Convié à la projection et aux festivités pour représenter le Courrier de l’Atlas qui couvre l’événement, je me dirigeai donc vers la salle de cinéma CinemAfricart qui l’accueillait, située en plein cœur du centre-ville de Tunis, jouxtant la célèbre tour de l’hôtel Africa (fermé depuis la révolution), à deux pas du ministère de l’intérieur, aux alentours de 17h00 heure locale. Ironie du sort, étant donné l’objectif initial de l’initiative, c’est là que spectateurs, artistes et journalistes sont accueillis par une horde de quelques dizaines de salafistes visiblement bien organisés, venue à l’avance pour saboter le tout (le drapeau noir que certains d’entre eux brandissaient trahit leur appartenance vraisemblable au mouvement Ettahrir qui s’est vu refuser un visa de parti politique).

Très déterminés, et voulant en découdre à n’importe quel prix, ils commencent d’abord par saccager la façade en verre de l’édifice à coups de pierres et de projectiles divers, et en quelques minutes c’est l’entrée et les guichets qui sont pris d’assaut aux cris d’« allah akbar » et « mort aux juifs et aux mécréants ! »… Face à ma détermination à filmer malgré les intimidations, l’un des assaillants se dirige vers moi en me menaçant de confisquer ma caméra. « Allez plutôt filmer celle qui s’en prend à Dieu et son prophète ! » me lance-t-il, devant un cordon de policiers dont l’immobilisme après 20 bonnes minutes de vandalisme continu avait de quoi  laisser pour le moins dubitatif.
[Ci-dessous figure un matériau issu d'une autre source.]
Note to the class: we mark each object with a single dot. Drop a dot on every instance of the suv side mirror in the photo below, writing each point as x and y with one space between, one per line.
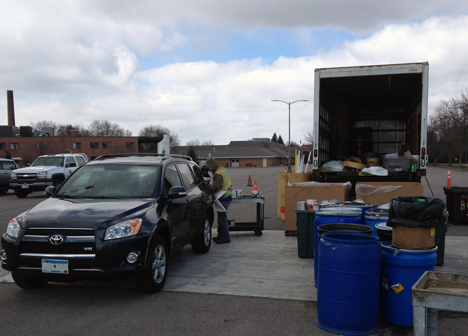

Volonté de laisser-faire histoire de prendre à témoin la foule de curieux de quoi les islamistes étaient capables, ou hésitation à intervenir de crainte de passer pour « contre-révolutionnaires » pro méthodes répressives rappelant l’ère Ben Ali, leur inaction prolongée a poussé les passants à s’indigner à plusieurs reprises, en vain.

Quoi qu’il en soit ce fut une attitude suspecte dont nous prenons acte, journalistes et convives réunis (dont beaucoup étaient pris en otage à l’intérieur et dont on peut imaginer l’angoisse qui s’éternisait en l’absence d’assistance).

Une fois dispersés enfin par des CRS cagoulés qui ont dû intervenir dans l’enceinte-même de la salle dans laquelle avaient réussir à s’engouffrer une dizaine d’intégristes, nous découvrons un paysage de désolation : entre débris de verre et poutres arrachées gisaient quelques victimes de violences diverses, dont le gérant du cinéma qui avait interdit l’accès à un premier groupe de vandales et d’autres témoins qui nous ont confirmé avoir été menacés de mort et assurés du fait que si la projection avait lieu, on ferait sauter la salle à l’aide d’explosifs…

Quant au film documentaire en lui-même, qui a bien été projeté au final devant une salle comble envers et contre les censeurs de l’ordre moral, il constitue avant tout –on a failli l’oublier– une œuvre éminemment courageuse du fait de la défiance que son auteur a montrée dès l’été 2010, date du début du tournage dans les rues de Tunis, face à la tyrannie des dernières années Ban Ali, rappelant, preuves à l’appui, à quel point cette dictature avait été l’alliée d’un islamisme vis-à-vis duquel elle était beaucoup plus complaisante qu’on le pense. Le film démontre en effet avec brio qu’elle en partage autoritarisme et confiscation de l’identité nationale qu’elle agite devant l’Occident droit-de-l’hommiste,  pour mieux assoir un souverainisme liberticide.

Quoi qu’il en soit, cet épisode fera date en ce qu’il annonce d’une part selon les réseaux salafistes le début d’une bataille rangée entre « la vertu » qu’ils incarneraient et ce qu’ils appellent « les apostats », et d’autre part une prise de conscience collective de tous ceux qui étaient là pour défendre laïcité et liberté : la Tunisie n’est pas à l’abri d’une ultra droite qui sévit dans toute la région. Loin d’avoir été terrorisés par de lâches agissements, ils ont promis de redoubler d’effort pour réitérer l’initiative, quitte à en faire une tradition républicaine.